We condemn the repeated attacks by Boko Haram on places of worship and on religious freedom, as well as its blatant attempts to stir sectarian tensions and violence between two communities that have lived together peacefully for so long. We encourage local and national authorities to take effective measures to assist victims. Members of Boko Haram and other groups and entities, if judged to have committed widespread or systematic attacks against a civilian population – including on grounds such as religion or ethnicity – are likely to be found guilty of crimes against humanity. Deliberate acts leading to population “cleansing” on grounds of religion or ethnicity would also amount to a crime against humanity.

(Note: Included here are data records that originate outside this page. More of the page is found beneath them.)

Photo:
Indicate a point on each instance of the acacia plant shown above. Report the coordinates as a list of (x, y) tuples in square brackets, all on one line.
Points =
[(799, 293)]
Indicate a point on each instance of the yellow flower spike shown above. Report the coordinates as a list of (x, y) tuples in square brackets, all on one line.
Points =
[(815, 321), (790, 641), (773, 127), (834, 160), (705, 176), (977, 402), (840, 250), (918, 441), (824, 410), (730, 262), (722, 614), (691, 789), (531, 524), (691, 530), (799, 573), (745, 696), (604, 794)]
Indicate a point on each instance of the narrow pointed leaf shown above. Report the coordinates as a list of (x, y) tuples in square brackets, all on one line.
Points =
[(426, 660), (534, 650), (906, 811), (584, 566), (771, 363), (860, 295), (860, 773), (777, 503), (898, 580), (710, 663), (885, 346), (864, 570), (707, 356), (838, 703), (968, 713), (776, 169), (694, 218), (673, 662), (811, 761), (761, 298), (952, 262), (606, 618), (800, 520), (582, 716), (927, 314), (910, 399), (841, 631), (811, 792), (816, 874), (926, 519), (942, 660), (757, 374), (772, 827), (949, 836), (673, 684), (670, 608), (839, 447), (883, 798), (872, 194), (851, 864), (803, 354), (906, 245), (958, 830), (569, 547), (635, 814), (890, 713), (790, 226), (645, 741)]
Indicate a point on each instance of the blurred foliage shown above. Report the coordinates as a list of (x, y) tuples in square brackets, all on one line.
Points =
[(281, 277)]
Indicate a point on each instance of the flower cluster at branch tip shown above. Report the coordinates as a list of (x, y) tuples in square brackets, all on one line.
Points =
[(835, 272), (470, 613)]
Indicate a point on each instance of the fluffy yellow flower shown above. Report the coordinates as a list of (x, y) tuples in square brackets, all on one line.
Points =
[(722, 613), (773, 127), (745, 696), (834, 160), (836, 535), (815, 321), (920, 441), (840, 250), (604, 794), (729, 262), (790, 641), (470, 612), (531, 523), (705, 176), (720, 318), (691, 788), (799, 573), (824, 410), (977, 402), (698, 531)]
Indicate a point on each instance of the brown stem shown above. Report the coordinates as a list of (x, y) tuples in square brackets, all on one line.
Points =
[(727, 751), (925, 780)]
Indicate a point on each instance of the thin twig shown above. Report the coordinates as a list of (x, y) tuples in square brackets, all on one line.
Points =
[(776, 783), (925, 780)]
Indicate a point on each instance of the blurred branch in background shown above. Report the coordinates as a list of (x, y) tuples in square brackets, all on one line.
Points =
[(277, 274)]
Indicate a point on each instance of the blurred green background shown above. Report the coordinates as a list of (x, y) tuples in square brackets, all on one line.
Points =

We also urge the authorities to take measures to curb inflammatory or hate-speech and to work with all stakeholders including civil society and religious leaders to help deal with this deadly threat. It is encouraging that some religious leaders have been working together to avoid such flare-ups of retaliatory violence. The Anglican Archbishop of Jos, for example, recently made an important statement after some other attacks on churches urging people to stay calm and saying that reprisals were "futile" and only served to aggravate the situation. We urge him and other Muslim and Christian leaders to redouble their efforts to contain these extremely dangerous manifestations of religious intolerance and inter-communal violence.
Inflammatory hate speech has also been a problem in Togo, where thinly-veiled threats to foreigners have been made on radio programmes in the wake of protests that descended into violence at the end of last week. During three days of violence from 12-14 June, more than a hundred protestors, police and bystanders are reported to have been injured, some of them seriously. The OHCHR office in Togo has urged both the authorities and the protestors to refrain from all acts that might endanger people or property, stressing that protests should be conducted in a peaceful manner, and that the authorities should only resort to force if it is both necessary and proportional, and in full conformity with international standards.
We understand that Mexico's new Law for the Protection of Human Rights Defenders and Journalists is due to be signed later today by President Calderon. Once this very necessary law has been signed, we will issue a press release in Mexico welcoming it and looking forward to its effective implementation.